Tenía las facciones correctas y la sonrisa cordial.
-'En después', la familia nos da una propina, unas galletas o un rollico y algo que beber; aunque estén llorando, la gente es agradecida en esta tierra.
Salimos a la calle empedrada. Corría a rachas el viento, pero en lo alto brillaban las estrellas, estampando un cielo muy negro.
-Mire -confesó-, lo único que me impresiona es ver un suicida; en este terreno les da por colgarse de la alto de la escalera, de un árbol, de un balcón...
Siguió con aire confidencial:
-A mí me han dicho que en otras partes se echan a un pozo, pero aquí, como no hay pozos...
Carlos Sabaté empezó a recordar al primer desgraciado que vio tras haberse suicidado. Cuando lo descubrió se le paró la respiración, porque se balanceaba de aquí para allá, y aún tuvo que encargarse a continuación de comunicárselo a la familia y ayudarles en lo del ataúd, dar parte en el Ayuntamiento, avisar al cura..., con el problema añadido de que el cura no quería acudir, porque decía que el muerto se habría condenado por quitarse la vida.

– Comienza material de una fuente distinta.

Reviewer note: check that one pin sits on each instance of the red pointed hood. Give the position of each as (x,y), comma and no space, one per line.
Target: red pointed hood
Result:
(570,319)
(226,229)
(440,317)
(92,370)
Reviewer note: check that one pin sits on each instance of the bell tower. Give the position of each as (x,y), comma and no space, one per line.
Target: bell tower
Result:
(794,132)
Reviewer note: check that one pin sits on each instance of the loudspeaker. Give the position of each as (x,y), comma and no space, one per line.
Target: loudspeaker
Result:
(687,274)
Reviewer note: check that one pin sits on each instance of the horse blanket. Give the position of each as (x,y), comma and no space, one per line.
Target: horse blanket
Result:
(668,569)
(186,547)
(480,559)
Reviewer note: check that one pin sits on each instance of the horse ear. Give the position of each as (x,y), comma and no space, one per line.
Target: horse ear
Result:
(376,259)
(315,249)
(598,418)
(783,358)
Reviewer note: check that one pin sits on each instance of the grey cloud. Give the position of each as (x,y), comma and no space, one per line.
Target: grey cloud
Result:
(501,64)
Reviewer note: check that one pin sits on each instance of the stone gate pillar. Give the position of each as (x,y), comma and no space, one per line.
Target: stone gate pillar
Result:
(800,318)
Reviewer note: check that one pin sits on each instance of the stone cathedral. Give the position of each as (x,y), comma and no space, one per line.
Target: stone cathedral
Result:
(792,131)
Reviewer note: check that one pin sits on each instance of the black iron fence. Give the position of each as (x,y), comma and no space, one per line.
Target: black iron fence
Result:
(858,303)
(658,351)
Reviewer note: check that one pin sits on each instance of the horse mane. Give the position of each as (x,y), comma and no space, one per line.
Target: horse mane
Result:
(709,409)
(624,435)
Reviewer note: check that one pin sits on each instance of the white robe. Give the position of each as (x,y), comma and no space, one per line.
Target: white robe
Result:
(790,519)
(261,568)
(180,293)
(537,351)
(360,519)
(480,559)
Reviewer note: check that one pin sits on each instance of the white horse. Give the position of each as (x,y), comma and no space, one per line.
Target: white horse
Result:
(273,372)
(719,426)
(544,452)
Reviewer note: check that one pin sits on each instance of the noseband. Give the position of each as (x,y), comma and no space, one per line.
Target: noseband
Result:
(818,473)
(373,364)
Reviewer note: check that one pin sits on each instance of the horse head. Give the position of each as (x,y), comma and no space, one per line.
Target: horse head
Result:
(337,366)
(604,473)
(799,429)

Carlos Sabaté nunca pudo agradecer bastante la intervención de Braulia, la Dida, que era la encargada de vestir a los muertos después de lavarles la cara y limpiarles las uñas; una bendita mujer sin miedo a nada, que convenció al cura y a los hijos pagando un novenario de misas, porque decía que «seguro, seguro, que en el último minuto de vida se arrepentiría de ponerse la soga al cuello y estará en el cielo.»
El sereno llevaba, como un héroe altivo, su lanza, que acarició suavemente para confesar a continuación:
-La verdad es que no sé para qué nos hacen cargar con ella; clavarla en el cuerpo de alguien, mil veces no, nunca lo haría. Eso sí que es un pecado, sin perdón.
Se detuvo un momento, afinó la voz y gritó:
«¡Alabado sea Dios! ¡Serenoooo..., las doce de la noche y en calma!»
Me miró un momento y dijo: «Todos duermen. Menos los gatos.»